Der folgende Text wurde von drei Autor*innen gemeinsam verfasst. Die erste Person skizzierte den Beginn einer krisenhaften Situation. Die zweite Person spitzte die Krise zu und die dritte beendete sie so, wie es ihr stimmig erschien.
Der Brief
Wie war das nur passiert, dass ich hier am Straßenrand vor diesem verlassenen Friedhof in meinem Auto saß und völlig verwirrt in die Dämmerung starrte? Die Nachricht von der Beerdigung meiner besten Schulfreundin Beatrice hatte mich in letzter Minute über die Adresse meines Bruders erreicht. Wie lange hatten wir uns nicht gesehen und gesprochen? 30 Jahre, klackerte es in meinem Kopf. Mann wo war die Zeit geblieben? Wieso war unsere Freundschaft über diese Sache auf der Strecke geblieben?
Nach der Todesnachricht hatte ich einmal mehr lange gegrübelt. Aber bei allem, was war, trotz gebrochenem Versprechen: Ich war damals im Recht, dachte ich trotzig. Ja, ich hatte Recht mit meinen Argumenten und du, du hattest Unrecht mit deinen, versprochen ist versprochen und wird nicht gebrochen. Dieser Kinderkram. Mich einfach sitzen zu lassen, nachdem ich deiner Meinung nach dieses heilige Versprechen gebrochen hatte und du mir nicht mehr vertrauen konntest. Hast dich trotz meiner Entschuldigung nicht mehr gemeldet …

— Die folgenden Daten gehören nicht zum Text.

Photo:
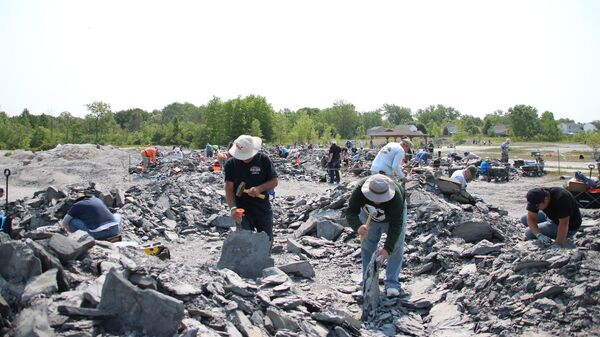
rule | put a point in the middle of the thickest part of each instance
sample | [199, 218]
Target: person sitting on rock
[389, 159]
[149, 155]
[551, 213]
[379, 198]
[470, 156]
[256, 170]
[464, 176]
[91, 215]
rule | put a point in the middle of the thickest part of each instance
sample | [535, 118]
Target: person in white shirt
[465, 176]
[390, 158]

Es klopfte an der Autoscheibe. Ich schreckte so heftig zusammen, dass der Mann im dunklen Mantel ebenfalls einen Schritt zurück machte. Zögerlich ließ ich die Scheibe einen Spalt herunter. „Sie haben Licht an, nicht dass Ihre Batterie schlappmacht.“ „Äh, ja, oh ja, danke.“ Ich schaltete das Licht aus. Für die Beerdigung war es jetzt ohnehin zu spät. Der Mann ging weiter. Ich ließ das Fenster ganz herunter und rief ihm nach: „Sie, hallo, vielleicht können Sie mir sagen …“ Der Mann stoppte und kam zurück. „Ja, wie kann ich Ihnen helfen?“ „Ich wollte eigentlich zu einer Beerdigung hier im Ort, nur hier ist keine Beerdigung.“ Ich drehte den Kopf in Richtung Friedhof. „Wir haben einen neuen Friedhof am anderen Ende vom Dorf. Hier wird schon lange keiner mehr beerdigt. Wollten Sie zu der Beerdigung von Beatrice Ellmann?“ Ich sah ihn mit großen Augen an und versuchte zu ergründen, ob ich diesen Mann aus meiner Jugend kannte. „Ja, Beatrice war … meine beste Freundin.“ Bei „beste Freundin“ zögerte ich kurz, denn war sie das wirklich gewesen?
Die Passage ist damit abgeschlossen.